ApprentissagesPrésentation de l'éditeur
" On ne meurt que du premier homme", écrivait Colette en 1909, au moment de son divorce. Vingt-cinq ans plus tard, la blessure n'est pas encore refermée. Mes apprentissages (1936) en témoigne. Si elle se penche sur ses premières années de femme, raconte ses souvenirs de jeune épousée et évoque des personnalités du milieu journalistique et du monde littéraire auxquels elle fut très tôt liée, Colette dresse surtout un saisissant réquisitoire contre son premier mari, Henry Gauthier-Villars (1859-1931), dit Willy. Le portrait charge qu'elle a tracé dans ces pages fut ciselé avec un art si parfaitement maîtrisé que l'image qu'elle y donne de Willy marqua les lecteurs pendant plus de cinquante ans. II fallut attendre les années 1980 pour qu'on revînt à un jugement plus nuancé. Rarement cruauté fut plus séductrice...

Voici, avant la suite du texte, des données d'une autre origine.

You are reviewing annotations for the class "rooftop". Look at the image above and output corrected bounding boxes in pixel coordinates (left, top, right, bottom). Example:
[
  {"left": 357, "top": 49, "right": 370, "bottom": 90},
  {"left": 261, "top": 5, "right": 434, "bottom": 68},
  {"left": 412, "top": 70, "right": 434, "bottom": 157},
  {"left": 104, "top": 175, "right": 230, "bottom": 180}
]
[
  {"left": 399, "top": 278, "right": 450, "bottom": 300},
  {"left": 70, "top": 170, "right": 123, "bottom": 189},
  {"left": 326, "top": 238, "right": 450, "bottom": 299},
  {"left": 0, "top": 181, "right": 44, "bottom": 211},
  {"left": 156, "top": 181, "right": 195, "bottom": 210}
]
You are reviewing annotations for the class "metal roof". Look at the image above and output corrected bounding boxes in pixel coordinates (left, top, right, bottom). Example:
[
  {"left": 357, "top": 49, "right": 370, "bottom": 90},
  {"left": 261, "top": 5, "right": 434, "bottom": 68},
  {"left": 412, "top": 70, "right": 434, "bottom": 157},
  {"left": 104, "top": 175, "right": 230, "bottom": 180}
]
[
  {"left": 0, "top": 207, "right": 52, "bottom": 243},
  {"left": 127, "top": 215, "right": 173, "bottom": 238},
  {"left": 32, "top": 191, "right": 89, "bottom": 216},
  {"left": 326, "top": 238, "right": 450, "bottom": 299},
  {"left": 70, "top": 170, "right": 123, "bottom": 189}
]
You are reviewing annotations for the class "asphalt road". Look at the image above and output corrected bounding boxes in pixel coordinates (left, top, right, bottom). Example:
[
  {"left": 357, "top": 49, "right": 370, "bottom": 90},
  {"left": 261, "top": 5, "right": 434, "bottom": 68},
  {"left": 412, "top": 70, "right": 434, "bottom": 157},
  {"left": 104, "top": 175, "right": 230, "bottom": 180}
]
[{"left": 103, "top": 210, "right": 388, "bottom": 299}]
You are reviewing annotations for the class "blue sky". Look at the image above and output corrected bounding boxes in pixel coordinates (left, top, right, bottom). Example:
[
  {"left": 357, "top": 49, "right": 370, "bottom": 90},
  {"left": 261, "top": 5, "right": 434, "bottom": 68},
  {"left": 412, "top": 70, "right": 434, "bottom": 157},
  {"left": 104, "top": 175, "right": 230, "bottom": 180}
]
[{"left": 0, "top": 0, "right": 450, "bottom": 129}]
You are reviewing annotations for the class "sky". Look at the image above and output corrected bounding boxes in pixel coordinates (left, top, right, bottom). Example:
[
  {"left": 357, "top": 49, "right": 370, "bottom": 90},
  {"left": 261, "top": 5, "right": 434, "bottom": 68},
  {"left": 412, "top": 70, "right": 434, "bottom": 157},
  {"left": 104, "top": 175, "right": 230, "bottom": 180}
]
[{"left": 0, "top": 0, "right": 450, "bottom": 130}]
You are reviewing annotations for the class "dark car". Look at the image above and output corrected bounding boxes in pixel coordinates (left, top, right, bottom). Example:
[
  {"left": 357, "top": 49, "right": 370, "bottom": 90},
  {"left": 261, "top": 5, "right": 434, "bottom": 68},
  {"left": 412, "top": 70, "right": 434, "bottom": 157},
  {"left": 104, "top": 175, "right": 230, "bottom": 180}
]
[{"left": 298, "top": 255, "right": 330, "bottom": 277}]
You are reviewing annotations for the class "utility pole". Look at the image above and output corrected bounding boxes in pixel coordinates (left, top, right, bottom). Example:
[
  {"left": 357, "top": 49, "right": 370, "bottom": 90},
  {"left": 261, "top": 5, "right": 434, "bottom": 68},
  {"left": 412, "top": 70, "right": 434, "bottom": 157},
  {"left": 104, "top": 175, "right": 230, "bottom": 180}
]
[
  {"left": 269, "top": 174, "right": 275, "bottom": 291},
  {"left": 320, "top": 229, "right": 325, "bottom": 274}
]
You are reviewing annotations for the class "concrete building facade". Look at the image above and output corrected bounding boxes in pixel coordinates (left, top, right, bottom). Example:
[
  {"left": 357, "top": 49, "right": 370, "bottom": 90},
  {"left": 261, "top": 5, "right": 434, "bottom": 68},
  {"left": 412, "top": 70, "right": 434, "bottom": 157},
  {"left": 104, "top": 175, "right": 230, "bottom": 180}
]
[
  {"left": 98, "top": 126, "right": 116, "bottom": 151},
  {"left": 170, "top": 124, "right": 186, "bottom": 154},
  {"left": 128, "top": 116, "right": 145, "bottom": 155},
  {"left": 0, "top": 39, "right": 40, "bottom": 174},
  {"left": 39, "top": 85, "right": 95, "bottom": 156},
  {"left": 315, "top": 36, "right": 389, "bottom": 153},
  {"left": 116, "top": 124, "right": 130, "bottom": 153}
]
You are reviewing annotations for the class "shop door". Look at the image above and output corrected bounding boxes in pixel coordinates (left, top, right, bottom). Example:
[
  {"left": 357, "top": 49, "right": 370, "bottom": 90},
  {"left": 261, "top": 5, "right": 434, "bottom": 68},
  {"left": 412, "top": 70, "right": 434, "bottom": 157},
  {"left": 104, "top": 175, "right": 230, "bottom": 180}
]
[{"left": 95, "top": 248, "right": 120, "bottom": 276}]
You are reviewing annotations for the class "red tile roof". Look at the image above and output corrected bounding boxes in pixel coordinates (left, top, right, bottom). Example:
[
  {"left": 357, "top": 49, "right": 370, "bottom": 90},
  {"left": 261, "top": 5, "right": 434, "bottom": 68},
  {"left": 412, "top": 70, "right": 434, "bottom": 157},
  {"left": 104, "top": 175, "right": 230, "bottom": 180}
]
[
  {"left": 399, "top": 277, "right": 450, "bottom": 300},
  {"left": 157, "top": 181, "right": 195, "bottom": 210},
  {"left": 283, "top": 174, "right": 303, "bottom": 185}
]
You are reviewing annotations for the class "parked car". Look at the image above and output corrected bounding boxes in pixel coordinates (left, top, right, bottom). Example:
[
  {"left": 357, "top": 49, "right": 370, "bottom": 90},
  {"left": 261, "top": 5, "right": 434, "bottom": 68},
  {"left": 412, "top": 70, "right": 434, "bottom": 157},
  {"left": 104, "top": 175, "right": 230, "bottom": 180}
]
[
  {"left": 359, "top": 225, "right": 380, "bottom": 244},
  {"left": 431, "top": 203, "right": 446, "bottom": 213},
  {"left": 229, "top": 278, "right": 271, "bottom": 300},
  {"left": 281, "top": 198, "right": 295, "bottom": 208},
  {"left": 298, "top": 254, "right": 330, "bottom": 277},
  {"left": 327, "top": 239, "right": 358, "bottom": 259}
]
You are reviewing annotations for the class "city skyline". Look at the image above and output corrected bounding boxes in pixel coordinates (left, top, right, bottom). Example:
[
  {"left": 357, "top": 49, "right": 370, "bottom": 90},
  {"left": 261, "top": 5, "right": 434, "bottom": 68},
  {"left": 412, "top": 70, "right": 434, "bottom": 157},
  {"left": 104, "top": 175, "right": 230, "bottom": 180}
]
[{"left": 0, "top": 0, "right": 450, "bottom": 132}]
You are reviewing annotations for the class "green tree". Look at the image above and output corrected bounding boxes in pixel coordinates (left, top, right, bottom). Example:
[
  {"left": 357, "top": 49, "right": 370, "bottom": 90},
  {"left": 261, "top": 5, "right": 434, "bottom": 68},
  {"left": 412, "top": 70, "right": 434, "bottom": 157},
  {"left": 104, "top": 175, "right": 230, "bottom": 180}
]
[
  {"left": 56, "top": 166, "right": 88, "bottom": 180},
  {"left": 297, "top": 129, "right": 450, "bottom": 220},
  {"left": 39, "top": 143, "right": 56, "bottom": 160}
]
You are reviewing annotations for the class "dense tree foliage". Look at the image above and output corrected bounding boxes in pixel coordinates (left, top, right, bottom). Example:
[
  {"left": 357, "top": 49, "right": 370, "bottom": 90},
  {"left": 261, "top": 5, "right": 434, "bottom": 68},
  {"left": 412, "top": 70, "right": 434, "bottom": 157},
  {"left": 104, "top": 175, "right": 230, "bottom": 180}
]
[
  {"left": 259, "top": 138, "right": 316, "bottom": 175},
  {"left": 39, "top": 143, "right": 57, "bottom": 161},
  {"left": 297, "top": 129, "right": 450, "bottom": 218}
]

Ou tout ce que Claudine n'a pas dit. Dans Mes Apprentissages, Colette revient donc sur son mariage avec Willy en révélant sa véritable face, son influence sur son travail et sa manipulation sur son caractère de jeune fille innocente. Le texte a été publié en 1936 et marqua immédiatement le public. Colette a excellé en se gardant d'être vile et mauvaise, gratuitement, elle a su être plus finaude, en déployant la nature trop paternaliste de son époux, ses combines derrière le succès de Claudine qu'il signait de son nom, ses liaisons extra-conjugales qu'une Colette jouvencelle découvre le coeur meurtri, et le modelage de la comédienne Polaire, façonnée pour être la jumelle de Colette, et qui interprète Claudine au théâtre.
colette_willyPar mots couvés, mais toujours rondement bien alignés, Colette avoue donc des années de frustration, d'humiliation, d'impuissance et d'incertitude. La vie à Paris l'ennuie, la rencontre des intellectuels l'enchante, un temps, puis la valse hésitante reprend. Colette se gardait d'être honnête avec sa mère Sido, qui se piquera pourtant d'apprendre que sa fille a coupé sa longue chevelure, "Tes cheveux ne t'appartenaient pas, ils étaient mon oeuvre, l'oeuvre de vingt ans de soins. Tu as disposé d'un dépôt précieux, que je t'avais confié..."
Et longtemps Colette va être prise en étau, entre son envie de fuir et l'évidence manifeste de ne pouvoir agir, avouer tout à sa mère et refuser de retourner auprès d'elle ... "Il faut comprendre aussi qu'un captif, animal ou homme, ne pense pas tout le temps à s'évader, en dépit des apparences, en dépit du va-et-vient derrière les barreaux, d'une certaine manière de lancer le regard très loin, à travers les murailles... Ce sont là des réflexes, imposés par l'habitude, par les dimensions de la geôle. Ouvrez la porte : presque toujours, au lieu du bond, de l'essor que vous attendez, la bête déconcertée s'immobilise, recule vers le fond de la cage."
Jamais de tableau noir, ni de trucage, juste une vérité épurée, cinglante et teintée de fraîcheur, de sorte qu'elle puisse conclure sur cette note "il me semble que par contraste le "han" d'effort, le cri de douleur y rendraient un son de fête, et je ne saurais m'y plaindre qu'avec un visage heureux".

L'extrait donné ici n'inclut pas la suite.